KALDI is a free and open-source software toolkit for automatic speech recognition. It is designed for speech recognition researchers [1], and so requires speech recognition knowledge and familiarity with scripting to operate. As such, it is difficult for those without such knowledge or familiarity to use.
Previous Work
While the 2015 project did produce a user interface, it was primarily proof-of-concept. As such, it was not created with usability in mind and so is not particularly user friendly. The "on-line" (live) decoding function featured by the interface is also limited in functionality, running for a fixed duration of approximately 60 seconds and giving no choice of models.
Aim of the Project
The aim of this project is to enable users to access functionalities of KALDI without the knowledge of scripting, a language like Bash, or detailed knowledge of the internal algorithms of KALDI by the design and development of a graphical user interface (GUI).
Furthermore, attempts will be made to transcribe live audio speech continuously, with functionality operable from the interface.
Background
Acoustic and Language Models
It can be said that spoken speech is language that is "coded" into sounds, and thus the transcription of verbal speech can be considered as "decoding" the audio. In speech recognition, such "code" is characterised by acoustic and language models. Acoustic models describe the words or sounds of a language by their acoustic features (properties). Language models define the structure of a language, using statistics of the probability of a sequence of words forming a valid sentence. By using appropriate acoustic and language models, a speech recogniser can, in theory, decode for any combination of language and speaker.
Usability
Usability is commonly described as how easy a system is to use by its target demographic in its intended operating environment [3]. In general, usability engineering models describe measures of usability in terms of [3][4][5]:
- Learnability (ease of learning)
- Efficiency of use after learning
- Ability for infrequent use without needing to relearn
- The frequency and severity of user errors
- Subjective user satisfaction
It then follows that a system with high usability is one that is easy to learn, efficiently used after learning, intuitive, prevents user errors and subjectively satisfying to the user.

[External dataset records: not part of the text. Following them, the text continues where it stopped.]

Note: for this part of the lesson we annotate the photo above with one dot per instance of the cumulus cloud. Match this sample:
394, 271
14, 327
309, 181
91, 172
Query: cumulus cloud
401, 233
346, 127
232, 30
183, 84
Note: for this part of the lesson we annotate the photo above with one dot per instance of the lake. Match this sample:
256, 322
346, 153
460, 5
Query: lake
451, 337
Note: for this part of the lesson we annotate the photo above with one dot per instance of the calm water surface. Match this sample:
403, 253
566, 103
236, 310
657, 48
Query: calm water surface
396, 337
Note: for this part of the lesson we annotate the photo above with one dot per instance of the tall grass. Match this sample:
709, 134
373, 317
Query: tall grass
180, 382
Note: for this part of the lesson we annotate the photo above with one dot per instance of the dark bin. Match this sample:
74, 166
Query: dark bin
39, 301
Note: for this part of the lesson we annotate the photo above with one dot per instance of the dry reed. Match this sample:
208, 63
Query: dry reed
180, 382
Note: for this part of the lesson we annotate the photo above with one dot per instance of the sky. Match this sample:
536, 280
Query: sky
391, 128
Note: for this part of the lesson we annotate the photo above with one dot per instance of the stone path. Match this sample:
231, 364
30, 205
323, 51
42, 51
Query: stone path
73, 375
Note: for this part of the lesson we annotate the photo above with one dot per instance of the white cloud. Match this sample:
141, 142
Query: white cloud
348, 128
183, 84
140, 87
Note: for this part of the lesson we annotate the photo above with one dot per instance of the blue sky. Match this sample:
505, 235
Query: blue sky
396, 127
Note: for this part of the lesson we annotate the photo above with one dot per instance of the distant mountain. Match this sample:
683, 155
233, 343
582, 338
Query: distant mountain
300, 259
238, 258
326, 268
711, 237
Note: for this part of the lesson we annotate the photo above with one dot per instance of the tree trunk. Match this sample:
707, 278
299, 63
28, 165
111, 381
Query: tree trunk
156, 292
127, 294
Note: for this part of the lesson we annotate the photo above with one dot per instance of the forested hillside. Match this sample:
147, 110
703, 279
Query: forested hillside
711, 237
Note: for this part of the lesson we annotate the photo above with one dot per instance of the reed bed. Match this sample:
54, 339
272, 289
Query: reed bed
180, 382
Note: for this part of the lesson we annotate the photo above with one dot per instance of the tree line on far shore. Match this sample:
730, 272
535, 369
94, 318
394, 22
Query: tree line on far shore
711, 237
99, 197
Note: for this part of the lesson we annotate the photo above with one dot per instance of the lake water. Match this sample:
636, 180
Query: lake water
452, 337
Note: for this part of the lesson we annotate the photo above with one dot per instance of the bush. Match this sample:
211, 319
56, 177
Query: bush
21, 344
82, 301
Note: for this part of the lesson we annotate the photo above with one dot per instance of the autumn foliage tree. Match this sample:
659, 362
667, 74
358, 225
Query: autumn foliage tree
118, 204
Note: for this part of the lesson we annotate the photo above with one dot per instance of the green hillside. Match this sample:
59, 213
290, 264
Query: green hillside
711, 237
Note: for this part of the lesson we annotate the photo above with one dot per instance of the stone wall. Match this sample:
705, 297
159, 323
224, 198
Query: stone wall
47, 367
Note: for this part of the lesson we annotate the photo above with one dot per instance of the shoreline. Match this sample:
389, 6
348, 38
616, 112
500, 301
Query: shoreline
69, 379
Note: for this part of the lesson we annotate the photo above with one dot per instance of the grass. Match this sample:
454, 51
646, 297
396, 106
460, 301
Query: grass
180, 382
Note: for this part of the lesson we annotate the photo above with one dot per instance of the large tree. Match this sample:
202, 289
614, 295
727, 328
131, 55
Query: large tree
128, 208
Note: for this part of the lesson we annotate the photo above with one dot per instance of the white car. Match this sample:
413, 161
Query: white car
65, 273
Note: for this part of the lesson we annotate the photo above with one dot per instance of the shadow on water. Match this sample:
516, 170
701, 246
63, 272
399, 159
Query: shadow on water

Principles for developing usable systems are well-established, and the project design is informed by the following usability principles [6]:
- The interface should give the user visual feedback on the system state in reasonable time
- The interface should provide a parallel between the system and real world by presenting information in a natural and logical order
- Language within the interface should be consistent, and platform conventions followed
- The interface should minimise the cognitive burden on the user by encouraging recognition rather than recollection
- The interface should not present irrelevant information
- The interface should assist the user in error recognition and recovery by using familiar and constructive language, and by indicating problems precisely
Live Decoding
The approach towards live decoding is to use an audio input buffer to capture incoming data from the active audio recording device. Using voice activity detection, periods of silence are checked for and a long enough silence is treated as the end of a sentence. Audio is sent per-sentence to KALDI for decoding.
System Approach
The approach used towards the development of the user interface is to have the interface act as a configuration "front-end" for the user. The interface constructs an appropriate command to execute KALDI scripts based on user input.
This approach offers the advantage of cleanly separated layers of abstraction, where the interface would be concerned with the interface-scripting level and live decoding efforts with the script-KALDI level. It also allows operational functionality to be changed independently of the interface and reduces the required learning efforts in design and implementation. Furthermore, as the interface would be behaving the same way as a technical user would in operation, there is a stronger parallel between the system and the use case.
Usability Tests
References
[1] Kaldi, "About the Kaldi project." [Online]. Available: http://kaldi-asr.org/doc/about.html [Accessed: 13 March 2017]
[2] L. R. Rabiner, B. H. Juang, B. Keith, "Speech recognition: Statistical methods", Encyclopedia of Language & Linguistics, Elsevier, pp. 1-18, 2006.
[3] A. Holzinger, “Usability engineering methods for software developers,” in Communications of the ACM 48, no. 1 (2005): pp. 71-74.
[4] J. Nielsen, “The usability engineering life cycle,” IEEE Computer 25(3), pp.12-22, 1992.
[5] J. Nielsen, “Iterative user-interface design,” IEEE Computer 26(11), pp. 32-41, 1993.
[6] J. Nielsen, "10 usability heuristics for user interface design," Nielsen Norman Group 1, no. 1 (1995).